Gli studi storico-religiosi come essenziale momento di rinsaldamento di un’ideologia dell’identità radicale. Ciò traspare anche a proposito di un altro grande interprete del sacro nella storia moderna, il Pettazzoni, accademico d’Italia dal 1933.
Con questo grande studioso della spiritualità antica (da quella della Sardegna primitiva alla greca, all’iranica, alla nipponica) si conferma l’importanza della religione come fatto nazionale. Ogni popolo intraprende la sua via verso il sacro lungo le coordinate della propria specificità. Una sorta di “religione dello Stato”, sia essa lo shinto giapponese o la paganitas ellenica o lo zoroastrismo, fenomeni che ogni volta recano lo stigma di una cultura, irripetibile nella sua unicità. Il fine scientifico di Pettazzoni era la coniugazione della religiosità dello Stato con quella della salvazione individuale, così da rendere conto di quelle grandi religioni politiche che le civiltà del passato testimoniarono. A partire, da noi in Occidente, dal culto imperiale augusteo, cui la fusione col cristianesimo operata da Costantino, avrebbe generato nella “religione dell’uomo” la qualificazione di una potenza ulteriore, data da una “religione ufficiale dello Stato”. Come nello shinto, pertanto, a Roma si poté vedere il culto privato elevarsi a dottrina civile e a dogma di Stato. Di questi aspetti, volutamente trascurando le aporìe storiche, Pettazzoni rilevava la caratteristica di comunitarismo e di offerta eroica di sé, quell’energia dello spirito interiore che fa dell’uomo un sacerdote della patria e un testimone del sacrificio volontario.

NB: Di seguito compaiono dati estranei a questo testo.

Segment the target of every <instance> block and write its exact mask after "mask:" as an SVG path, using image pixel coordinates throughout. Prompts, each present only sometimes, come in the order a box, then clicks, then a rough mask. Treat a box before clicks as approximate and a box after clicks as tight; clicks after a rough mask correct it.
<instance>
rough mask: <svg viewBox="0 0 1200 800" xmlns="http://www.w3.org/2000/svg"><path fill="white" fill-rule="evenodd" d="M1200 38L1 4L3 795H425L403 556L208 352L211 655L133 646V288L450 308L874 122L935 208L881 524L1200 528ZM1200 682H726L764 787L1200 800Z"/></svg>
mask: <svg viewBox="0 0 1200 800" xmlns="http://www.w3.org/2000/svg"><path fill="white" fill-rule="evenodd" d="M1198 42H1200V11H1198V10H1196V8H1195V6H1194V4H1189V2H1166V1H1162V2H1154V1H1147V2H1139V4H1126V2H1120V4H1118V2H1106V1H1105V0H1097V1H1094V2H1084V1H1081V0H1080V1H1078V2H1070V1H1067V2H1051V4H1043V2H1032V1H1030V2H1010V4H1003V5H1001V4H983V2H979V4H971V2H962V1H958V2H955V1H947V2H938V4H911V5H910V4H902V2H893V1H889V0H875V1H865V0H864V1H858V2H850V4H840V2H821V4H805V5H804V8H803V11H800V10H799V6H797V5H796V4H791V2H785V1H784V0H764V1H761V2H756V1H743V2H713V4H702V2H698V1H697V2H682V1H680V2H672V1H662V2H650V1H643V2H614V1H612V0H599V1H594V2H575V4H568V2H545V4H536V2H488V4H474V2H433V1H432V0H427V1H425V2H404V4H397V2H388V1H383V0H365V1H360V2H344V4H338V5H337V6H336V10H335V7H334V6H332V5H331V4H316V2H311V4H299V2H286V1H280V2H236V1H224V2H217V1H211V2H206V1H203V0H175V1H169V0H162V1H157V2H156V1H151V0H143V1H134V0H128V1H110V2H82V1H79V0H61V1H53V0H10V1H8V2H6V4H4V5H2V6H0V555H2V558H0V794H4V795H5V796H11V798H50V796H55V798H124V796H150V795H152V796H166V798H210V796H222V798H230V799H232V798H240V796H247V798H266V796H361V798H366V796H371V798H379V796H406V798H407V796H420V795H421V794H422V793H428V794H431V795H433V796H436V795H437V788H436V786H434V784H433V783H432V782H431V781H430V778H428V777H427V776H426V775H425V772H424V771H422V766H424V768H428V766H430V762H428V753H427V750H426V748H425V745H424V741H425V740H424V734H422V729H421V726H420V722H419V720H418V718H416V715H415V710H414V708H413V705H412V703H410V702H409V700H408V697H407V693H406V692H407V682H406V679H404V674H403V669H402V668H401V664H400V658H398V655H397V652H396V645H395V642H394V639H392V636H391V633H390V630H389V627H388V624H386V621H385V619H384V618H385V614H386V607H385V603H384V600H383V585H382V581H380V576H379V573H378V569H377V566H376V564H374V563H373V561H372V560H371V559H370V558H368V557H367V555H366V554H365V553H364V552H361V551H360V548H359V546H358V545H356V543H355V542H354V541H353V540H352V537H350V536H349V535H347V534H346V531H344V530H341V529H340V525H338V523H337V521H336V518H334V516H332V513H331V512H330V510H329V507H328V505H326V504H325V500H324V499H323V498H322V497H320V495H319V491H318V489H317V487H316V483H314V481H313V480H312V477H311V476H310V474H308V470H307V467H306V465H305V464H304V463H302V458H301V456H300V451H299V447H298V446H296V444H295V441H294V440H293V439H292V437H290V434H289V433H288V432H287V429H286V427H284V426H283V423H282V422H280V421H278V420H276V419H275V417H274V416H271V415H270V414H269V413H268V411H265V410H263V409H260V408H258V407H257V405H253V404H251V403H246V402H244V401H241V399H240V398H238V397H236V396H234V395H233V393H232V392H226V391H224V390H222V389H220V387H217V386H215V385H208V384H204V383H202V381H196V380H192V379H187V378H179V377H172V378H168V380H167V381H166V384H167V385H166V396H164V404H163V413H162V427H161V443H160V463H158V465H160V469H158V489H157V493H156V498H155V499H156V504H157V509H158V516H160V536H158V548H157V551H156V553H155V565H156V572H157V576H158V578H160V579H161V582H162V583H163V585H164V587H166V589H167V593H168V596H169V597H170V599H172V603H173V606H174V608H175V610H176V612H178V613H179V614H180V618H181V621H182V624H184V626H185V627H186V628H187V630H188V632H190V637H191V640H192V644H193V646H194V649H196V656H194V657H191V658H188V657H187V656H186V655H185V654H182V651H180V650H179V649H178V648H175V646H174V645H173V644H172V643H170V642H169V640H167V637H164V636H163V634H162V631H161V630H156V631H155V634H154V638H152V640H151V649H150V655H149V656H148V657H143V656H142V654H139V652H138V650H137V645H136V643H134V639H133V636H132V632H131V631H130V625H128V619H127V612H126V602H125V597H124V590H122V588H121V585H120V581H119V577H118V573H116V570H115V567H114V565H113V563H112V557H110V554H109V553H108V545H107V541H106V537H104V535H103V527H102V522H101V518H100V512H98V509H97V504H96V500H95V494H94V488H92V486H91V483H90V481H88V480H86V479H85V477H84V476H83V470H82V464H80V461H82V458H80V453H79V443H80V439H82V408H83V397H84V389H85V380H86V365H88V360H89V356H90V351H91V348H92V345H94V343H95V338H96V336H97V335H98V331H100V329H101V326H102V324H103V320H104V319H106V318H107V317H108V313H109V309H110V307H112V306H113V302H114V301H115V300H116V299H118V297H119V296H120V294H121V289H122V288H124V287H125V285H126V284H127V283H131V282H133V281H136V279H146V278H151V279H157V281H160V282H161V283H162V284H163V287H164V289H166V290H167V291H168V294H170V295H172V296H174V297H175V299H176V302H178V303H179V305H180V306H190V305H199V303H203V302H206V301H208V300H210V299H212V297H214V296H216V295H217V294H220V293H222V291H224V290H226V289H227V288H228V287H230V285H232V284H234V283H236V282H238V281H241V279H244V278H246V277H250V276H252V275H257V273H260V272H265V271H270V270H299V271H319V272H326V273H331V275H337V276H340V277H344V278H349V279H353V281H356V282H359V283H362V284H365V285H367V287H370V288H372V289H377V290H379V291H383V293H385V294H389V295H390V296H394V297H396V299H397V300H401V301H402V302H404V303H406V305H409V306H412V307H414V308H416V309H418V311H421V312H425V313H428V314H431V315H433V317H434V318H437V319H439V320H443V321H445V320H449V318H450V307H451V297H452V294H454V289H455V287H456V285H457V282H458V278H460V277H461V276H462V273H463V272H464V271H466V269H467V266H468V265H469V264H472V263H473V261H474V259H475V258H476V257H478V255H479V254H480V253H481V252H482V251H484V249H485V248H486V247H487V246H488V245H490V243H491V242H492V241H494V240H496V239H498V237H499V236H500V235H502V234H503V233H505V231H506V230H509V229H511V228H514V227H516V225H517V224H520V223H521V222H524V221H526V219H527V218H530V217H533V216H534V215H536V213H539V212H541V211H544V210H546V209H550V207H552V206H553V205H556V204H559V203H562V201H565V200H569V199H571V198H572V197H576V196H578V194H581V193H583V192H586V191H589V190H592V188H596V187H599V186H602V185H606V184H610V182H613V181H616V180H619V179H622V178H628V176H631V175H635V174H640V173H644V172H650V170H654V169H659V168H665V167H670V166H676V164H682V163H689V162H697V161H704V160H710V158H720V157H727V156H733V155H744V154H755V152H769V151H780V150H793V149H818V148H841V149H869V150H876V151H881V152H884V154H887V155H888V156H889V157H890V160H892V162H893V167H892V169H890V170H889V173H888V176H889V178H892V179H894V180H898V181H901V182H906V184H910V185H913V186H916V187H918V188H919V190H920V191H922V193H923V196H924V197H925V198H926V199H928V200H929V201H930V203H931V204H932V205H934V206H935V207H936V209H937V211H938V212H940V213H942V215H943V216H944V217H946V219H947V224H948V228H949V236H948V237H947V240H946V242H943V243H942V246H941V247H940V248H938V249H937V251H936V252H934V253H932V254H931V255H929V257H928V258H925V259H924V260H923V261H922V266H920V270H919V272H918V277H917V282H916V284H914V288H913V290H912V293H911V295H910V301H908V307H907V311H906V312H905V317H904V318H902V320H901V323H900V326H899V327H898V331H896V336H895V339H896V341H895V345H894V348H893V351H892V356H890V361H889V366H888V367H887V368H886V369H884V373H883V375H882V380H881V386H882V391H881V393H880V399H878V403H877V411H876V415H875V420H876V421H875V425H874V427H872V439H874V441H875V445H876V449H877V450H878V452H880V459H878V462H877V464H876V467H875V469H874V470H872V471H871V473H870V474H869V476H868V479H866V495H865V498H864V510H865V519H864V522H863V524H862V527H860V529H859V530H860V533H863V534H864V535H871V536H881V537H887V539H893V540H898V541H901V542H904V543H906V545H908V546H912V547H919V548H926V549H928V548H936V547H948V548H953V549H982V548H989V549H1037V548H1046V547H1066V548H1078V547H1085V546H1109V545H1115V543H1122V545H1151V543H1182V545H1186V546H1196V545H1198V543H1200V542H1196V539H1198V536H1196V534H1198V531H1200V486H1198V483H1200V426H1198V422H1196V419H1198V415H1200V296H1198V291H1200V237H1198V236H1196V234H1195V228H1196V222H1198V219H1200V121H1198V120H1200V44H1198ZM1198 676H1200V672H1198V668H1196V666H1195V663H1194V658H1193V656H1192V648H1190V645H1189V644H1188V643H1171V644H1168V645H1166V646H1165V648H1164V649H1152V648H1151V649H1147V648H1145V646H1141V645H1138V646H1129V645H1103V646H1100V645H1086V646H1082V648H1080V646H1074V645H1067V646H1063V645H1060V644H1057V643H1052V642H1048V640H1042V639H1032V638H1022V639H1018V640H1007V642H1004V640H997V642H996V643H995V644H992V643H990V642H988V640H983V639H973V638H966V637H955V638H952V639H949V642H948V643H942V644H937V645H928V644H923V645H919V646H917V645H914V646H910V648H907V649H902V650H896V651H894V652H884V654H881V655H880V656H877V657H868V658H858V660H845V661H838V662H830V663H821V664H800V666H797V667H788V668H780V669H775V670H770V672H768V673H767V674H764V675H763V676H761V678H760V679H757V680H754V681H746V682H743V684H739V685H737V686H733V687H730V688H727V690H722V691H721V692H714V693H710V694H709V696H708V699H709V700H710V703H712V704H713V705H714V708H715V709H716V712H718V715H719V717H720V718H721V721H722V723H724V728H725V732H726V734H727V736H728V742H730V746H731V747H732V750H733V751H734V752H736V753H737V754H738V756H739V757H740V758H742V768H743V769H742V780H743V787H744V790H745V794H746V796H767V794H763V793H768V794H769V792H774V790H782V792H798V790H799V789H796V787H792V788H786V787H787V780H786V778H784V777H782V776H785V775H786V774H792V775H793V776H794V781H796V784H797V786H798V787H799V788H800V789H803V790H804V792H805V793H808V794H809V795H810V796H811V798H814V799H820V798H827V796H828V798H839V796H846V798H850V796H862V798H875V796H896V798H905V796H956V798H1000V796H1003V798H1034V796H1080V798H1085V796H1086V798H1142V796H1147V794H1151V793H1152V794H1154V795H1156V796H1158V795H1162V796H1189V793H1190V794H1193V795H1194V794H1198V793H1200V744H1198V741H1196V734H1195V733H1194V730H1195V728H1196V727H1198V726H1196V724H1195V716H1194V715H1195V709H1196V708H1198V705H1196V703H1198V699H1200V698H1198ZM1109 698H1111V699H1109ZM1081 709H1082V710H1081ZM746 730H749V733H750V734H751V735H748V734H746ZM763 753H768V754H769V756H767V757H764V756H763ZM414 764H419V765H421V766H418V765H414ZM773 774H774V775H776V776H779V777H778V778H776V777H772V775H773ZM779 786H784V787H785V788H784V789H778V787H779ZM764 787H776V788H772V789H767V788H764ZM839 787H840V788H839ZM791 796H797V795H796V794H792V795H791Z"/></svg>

Addirittura, dati quei tempi di faustiana proiezione verso l’illimite, Pettazzoni prefigurò un regime fascista in grado di assumere queste eredità romano-pagane, andando oltre il confessionalismo iniettato dal Concordato, e auspicando un’Italia ricondotta agli eroismi dei padri, così come stava accadendo al Giappone in quegli anni di mistica sovrumanista. Il superamento del cristianesimo, e il suo auspicato diluirsi in un sistema di religiosità nazionale, da preferirsi al radicalismo di certo nazionalsocialismo neopagano, doveva secondo lo studioso dar vita a qualcosa che sapesse orientare l’Italia verso il culto della sacralità della stirpe divinizzata: se il cristianesimo universale pareva raffrenare gli istinti nazionali-popolari, la “religione di Stato”, che conosceva le vie della collettività, li avrebbe liberati positivamente.[3]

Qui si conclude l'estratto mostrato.